We will start seeing GigE get saturated between traditional distribution and access for typical 1Gb uplinks to a building or large floor in a campus. If your budget is tight and fiber is already pulled in a bundle with plenty of capacity Link Aggregation Groups (LAG) will give you double the capacity to give 10Gb cost to continue to come down.
Be open minded, not preaching here btw, I love routine and dislike change as much as anyone but betting against technology, progress and change is a gamble. Someday sooner rather than later the business will say we want to cut a million dollars in cabling to that building, operate on facts.
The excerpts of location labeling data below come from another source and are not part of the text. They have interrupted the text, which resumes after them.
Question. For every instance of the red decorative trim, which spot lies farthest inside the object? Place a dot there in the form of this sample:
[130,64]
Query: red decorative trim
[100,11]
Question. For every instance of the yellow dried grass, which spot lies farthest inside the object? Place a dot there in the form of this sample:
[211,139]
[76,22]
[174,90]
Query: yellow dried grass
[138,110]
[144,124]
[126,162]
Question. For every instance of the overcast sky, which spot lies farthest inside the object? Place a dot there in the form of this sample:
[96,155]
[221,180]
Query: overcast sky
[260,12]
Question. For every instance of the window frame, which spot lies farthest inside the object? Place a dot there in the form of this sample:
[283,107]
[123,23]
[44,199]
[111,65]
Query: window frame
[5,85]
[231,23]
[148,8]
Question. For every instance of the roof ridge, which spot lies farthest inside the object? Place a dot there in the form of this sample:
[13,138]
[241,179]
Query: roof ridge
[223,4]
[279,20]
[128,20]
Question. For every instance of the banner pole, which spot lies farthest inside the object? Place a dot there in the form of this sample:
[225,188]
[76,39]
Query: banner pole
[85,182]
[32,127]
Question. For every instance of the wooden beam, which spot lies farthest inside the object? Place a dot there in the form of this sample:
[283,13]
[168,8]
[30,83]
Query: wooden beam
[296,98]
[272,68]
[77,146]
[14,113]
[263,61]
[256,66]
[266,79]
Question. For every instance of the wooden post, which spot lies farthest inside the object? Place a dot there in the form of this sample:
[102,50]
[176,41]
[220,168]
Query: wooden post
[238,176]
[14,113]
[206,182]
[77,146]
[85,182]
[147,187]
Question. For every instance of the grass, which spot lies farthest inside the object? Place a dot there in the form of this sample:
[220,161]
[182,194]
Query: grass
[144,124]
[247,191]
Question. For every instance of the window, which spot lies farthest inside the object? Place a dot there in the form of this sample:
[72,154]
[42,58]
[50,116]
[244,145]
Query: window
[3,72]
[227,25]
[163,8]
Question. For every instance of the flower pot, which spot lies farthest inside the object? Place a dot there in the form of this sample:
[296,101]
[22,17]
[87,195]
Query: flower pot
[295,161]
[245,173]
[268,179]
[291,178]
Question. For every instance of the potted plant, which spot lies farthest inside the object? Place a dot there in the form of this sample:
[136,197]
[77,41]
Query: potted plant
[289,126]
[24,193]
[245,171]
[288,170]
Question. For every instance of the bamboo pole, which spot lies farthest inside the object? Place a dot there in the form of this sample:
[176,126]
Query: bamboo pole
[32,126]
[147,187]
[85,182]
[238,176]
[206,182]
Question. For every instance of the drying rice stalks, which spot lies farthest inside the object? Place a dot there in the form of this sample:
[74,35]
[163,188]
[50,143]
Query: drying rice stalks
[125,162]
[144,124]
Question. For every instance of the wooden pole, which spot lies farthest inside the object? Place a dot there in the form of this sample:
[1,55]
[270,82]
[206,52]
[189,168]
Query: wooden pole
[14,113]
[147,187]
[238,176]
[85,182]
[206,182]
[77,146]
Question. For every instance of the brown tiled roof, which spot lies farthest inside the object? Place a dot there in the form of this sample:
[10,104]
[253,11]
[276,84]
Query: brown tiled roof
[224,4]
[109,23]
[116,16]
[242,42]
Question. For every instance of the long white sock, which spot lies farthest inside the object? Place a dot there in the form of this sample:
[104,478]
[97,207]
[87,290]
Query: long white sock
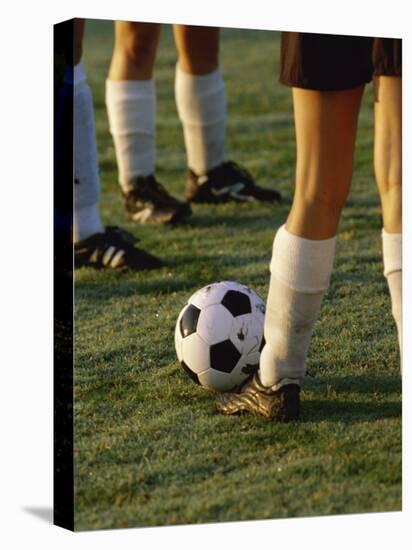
[131,108]
[86,220]
[201,105]
[392,261]
[300,274]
Don’t worry we will always have wired networks, something has to backhaul wireless traffic those wired networks will be much more software defined vis a vi SDN just as the wireless industry has been doing for a number of years now. Or, just ask the carriers that continue to under provision to cell towers to take profit.
The wired days in the Enterprise are numbered. How long who knows but BYOD, mobility and amazing problem solving of physics problems in the finite wireless spectrum lead me to believe it is not measured in double digit years. This is just some musing, I get paid to do whats best for my organization not build the best network in history, sometimes good enough is just that and the reality of budgets force prioritization. Long live networks.
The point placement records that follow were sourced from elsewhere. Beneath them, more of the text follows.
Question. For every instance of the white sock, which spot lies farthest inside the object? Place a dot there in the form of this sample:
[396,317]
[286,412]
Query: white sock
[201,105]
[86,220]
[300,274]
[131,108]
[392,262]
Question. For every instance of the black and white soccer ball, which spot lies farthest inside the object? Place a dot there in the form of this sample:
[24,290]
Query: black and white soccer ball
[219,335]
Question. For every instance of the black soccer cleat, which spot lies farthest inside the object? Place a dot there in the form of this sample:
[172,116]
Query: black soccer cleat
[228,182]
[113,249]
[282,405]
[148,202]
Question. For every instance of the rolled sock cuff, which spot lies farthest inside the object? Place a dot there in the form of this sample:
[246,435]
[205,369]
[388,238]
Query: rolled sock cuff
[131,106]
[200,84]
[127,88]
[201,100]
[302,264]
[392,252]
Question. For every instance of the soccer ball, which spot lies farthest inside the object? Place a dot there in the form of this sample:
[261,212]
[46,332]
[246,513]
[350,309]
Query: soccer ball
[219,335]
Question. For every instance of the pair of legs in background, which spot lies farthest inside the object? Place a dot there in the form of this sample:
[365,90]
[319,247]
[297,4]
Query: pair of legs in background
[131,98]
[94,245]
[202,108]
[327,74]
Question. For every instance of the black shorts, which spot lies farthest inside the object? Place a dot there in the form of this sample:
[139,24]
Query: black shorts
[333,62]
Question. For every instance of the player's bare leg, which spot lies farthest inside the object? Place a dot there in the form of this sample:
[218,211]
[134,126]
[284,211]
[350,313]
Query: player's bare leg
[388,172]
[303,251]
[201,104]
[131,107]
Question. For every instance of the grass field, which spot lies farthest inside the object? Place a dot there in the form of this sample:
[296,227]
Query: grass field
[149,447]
It is not that rosy as you say. Wireless boundaries are not controllable as with wires.
Yes you can have dot1x in both worlds, but if you want it really secure you need eap-tls, which requires internal PKI infrastructure.
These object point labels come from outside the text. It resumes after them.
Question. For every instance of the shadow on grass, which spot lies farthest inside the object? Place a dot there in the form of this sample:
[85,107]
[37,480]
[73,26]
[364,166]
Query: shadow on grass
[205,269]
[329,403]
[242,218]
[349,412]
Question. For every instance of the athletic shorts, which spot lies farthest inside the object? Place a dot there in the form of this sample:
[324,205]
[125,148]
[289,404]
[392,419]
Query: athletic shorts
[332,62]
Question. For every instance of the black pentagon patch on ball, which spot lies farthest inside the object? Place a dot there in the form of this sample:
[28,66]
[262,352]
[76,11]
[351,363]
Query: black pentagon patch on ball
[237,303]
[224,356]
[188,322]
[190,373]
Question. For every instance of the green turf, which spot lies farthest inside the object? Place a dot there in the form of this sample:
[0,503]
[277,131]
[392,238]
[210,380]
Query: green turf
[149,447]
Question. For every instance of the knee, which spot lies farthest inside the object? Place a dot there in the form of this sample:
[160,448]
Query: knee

You can argue that most enterprises should have one, but in practice – not many of them really do. In most cases that simply live with switched and unprotected Ethernet, which is still more controllable (due to physical security at least) than wireless coverage.
Now let’s get back to wireless. Take a look at 802.11ac offerings? How many enterprise class solutions you can see there? None? Hmmm. I have seen the same story many years ago, when 802.11n was in countless drafts and only few enterprise solutions were available.
Nowadays you have offerings of 11n APs and controllers from all vendors. But have you tried to compare prices? Why, for example Cisco AP541n, which can cluster up to 10 boxes and share wireless settings, and associations (so by all means not home grade netgear router) is cheaper than dumb and controller operated AP from HP?
As a result we and up with many BYODs and corporate laptops in rather outdated wireless infrastructure or with tons of standalone APs from different vendors and roaming is performed by better but still not ideal endpoints’ device drivers with unpredictable results
The physical security of unsecured Ethernet ignores the simple fact that most security events occur due to employees who already have physical access to the network. Wireless installations using WPA2-Enterprise (PEAP) are generally more secure and easier to audit than unsecured wired networks.
On a wireless network with WPA2-Enterprise I can track what username logged in, at what time, where they were located within 50 feet, and what the MAC Address of the connecting device was. Look at Aruba’s Airwave Management Platform for an amazing wireless monitoring tool (even for monitoring Cisco wireless networks).
Compare to a wired network, where I get a MAC Address if I’m logging them (probably not). Far too many people rely on the physical security of their wired networks.
Also, don’t forget that the Ether (you know, the 19th-century one) is a shared medium, whereas Ethernet has been a dedicated point-to-point one for ~two decades.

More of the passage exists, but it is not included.